PROJECT SENEGAL IN BRIEF
Launch date : 2011
Planted species : mango, jatropha, lemon tree, eucalyptus, moringa
Objectifs : restauration des sols, restoration of soils, fight against deforestation, energy autonomy, economic development of populations
Plantation type : agroforestry
Activities : plantations, valorisation of wood and non-wood products, production of biofuel and green electricity, raising awareness as to the environment in schools.
Partners : Kinomé, SOPREEF, town hall of Sokone, The National Agency for Rural Electrification, local schools
THE CONTEXT : DEPLETED SOILS AND DEFORESTATION
In Senegal, rural populations rely on forests by 80 % for their livelihood (food, energy, health). However the vegetation cover is deteriorating under the mounting pressure of farming and firewood gathering. Intensive groundnut cultivation has depleted the soils over the years and led to a yield rate drop. Farmers today need to diversify their cultures and find new sustainable options to secure their crops and improve their income. They need to restore their land.

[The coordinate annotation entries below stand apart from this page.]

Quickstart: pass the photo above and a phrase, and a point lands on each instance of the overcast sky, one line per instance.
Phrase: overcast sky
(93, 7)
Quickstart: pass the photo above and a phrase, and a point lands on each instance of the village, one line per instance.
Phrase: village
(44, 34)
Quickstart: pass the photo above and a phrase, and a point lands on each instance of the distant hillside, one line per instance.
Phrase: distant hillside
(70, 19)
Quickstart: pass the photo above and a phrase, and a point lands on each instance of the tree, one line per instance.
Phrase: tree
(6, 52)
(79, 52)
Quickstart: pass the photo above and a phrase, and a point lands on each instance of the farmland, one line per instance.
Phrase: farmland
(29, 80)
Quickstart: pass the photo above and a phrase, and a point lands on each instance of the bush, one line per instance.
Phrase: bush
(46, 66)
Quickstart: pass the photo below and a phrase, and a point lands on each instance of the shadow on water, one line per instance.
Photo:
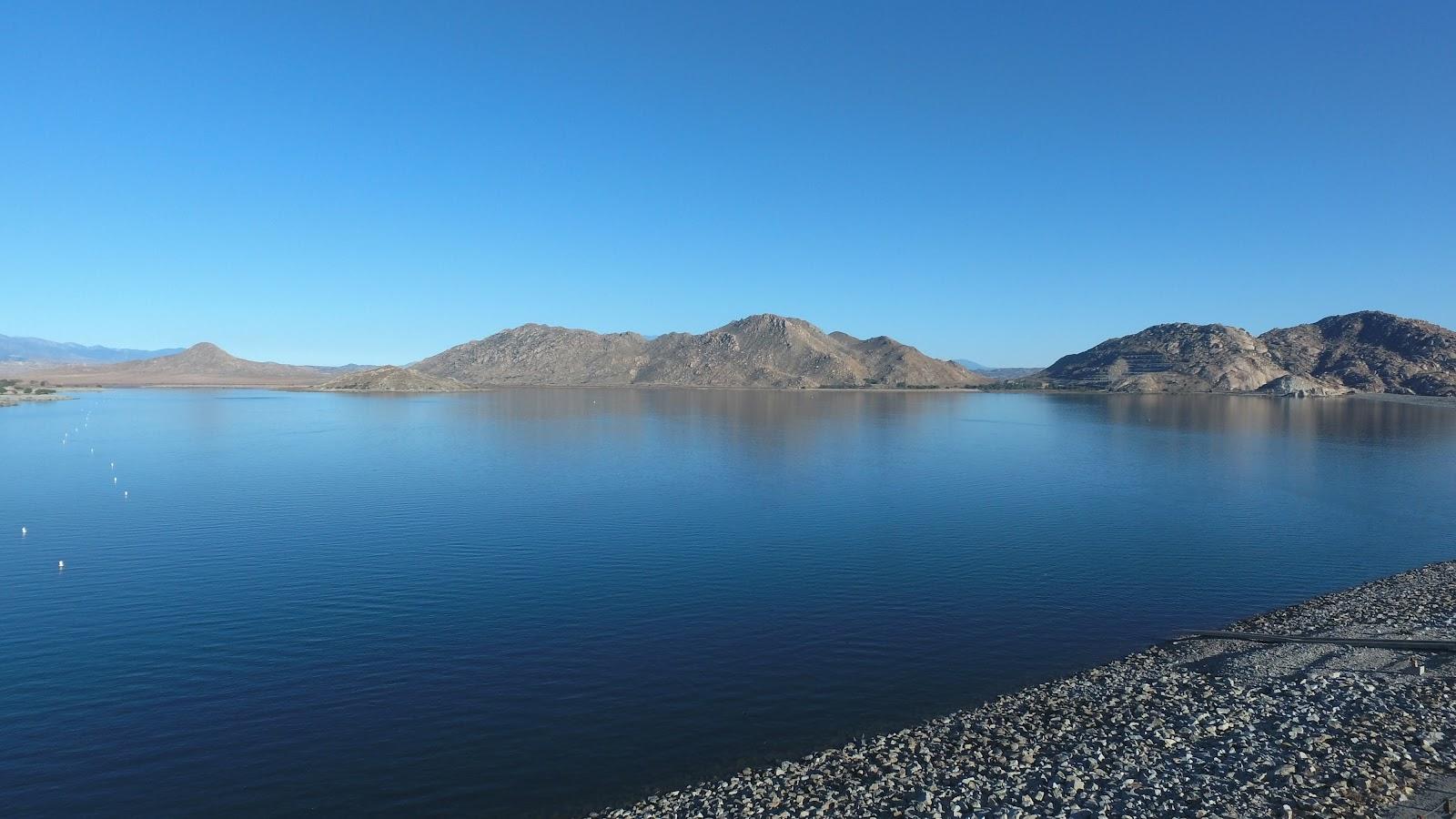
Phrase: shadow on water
(546, 601)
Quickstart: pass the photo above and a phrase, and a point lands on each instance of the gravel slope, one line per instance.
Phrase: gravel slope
(1210, 727)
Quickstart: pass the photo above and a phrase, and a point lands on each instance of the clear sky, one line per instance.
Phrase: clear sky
(328, 182)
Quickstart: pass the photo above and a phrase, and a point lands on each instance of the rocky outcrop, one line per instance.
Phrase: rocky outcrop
(1171, 358)
(1366, 351)
(763, 350)
(389, 379)
(1370, 351)
(1302, 387)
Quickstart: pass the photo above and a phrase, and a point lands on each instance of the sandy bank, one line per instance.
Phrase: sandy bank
(1210, 727)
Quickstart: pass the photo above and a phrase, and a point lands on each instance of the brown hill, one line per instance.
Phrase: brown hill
(1370, 351)
(389, 379)
(1171, 358)
(762, 350)
(201, 365)
(543, 356)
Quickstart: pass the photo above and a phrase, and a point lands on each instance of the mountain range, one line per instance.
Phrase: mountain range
(762, 350)
(1366, 351)
(201, 365)
(18, 353)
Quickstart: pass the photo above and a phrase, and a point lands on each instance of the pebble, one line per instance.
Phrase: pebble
(1187, 729)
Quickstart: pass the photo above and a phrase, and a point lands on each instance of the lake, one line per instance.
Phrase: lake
(548, 601)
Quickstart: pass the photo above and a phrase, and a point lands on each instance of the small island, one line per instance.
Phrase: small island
(15, 390)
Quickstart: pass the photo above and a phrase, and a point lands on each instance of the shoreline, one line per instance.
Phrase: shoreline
(18, 399)
(1196, 727)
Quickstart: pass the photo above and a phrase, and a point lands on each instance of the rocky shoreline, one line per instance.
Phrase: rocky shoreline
(16, 398)
(1201, 727)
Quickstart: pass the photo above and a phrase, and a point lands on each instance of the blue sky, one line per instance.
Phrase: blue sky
(327, 182)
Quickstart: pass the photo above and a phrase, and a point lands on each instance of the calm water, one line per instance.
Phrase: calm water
(542, 602)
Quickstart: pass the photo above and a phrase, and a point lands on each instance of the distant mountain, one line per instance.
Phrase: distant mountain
(1370, 351)
(996, 372)
(201, 365)
(389, 379)
(763, 350)
(38, 351)
(1172, 358)
(1002, 373)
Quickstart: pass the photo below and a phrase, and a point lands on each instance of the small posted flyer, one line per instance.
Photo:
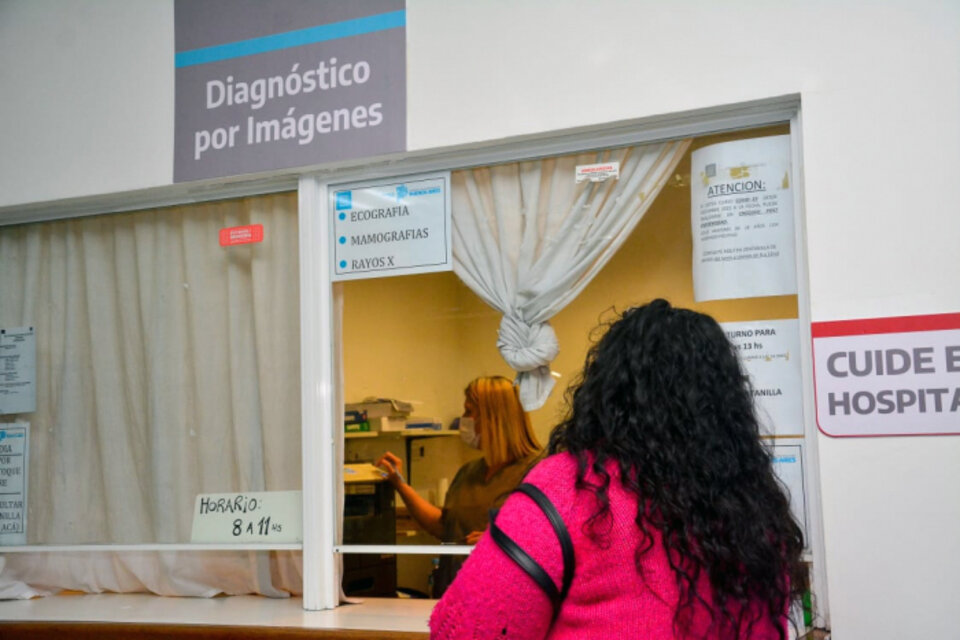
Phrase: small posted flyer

The project is carried out in the field by the SOPREEF (Society for the Promotion of Access to Energy and Water in the Foundiougne Department). This Senegalese social venture was created by an association of 600 farmers supported by the non-profit organization Présent d'Avenir and the research department Performances. Locally called EESF (Energy Water Solidarity of Foundiougne), the project draws upon the talent of the villagers. They manage the tree nurseries, plant trees on their land, and reap the benefits of their work and their trees. They own their business and contribute to its development. The planted trees are monitored during the first two years, the most critical for their growth. If a tree withers away before then, another tree is planted. Quality control of the project is carried out by the French firm Kinomé.
POSITIVE IMPACT OF THE PROJECT
Obtaining Food security thanks to agroforestry
Planting trees in agroforestry, that is in and around the fields, enables farmers to protect the subsistence crops associated with them (sorghum, millet, groundnut) and thus to secure food for the villagers.
Developing the economic yield of trees
Planting trees enables local communities to diversify their sources of energy (biofuel and green electricity) and increase their income through the sale of fruit or manufacture of soap.
Raising awareness as to sustainable development
Thanks to the support of our school program, school children are aware that trees and forests are a major issue and so will be their best defenders.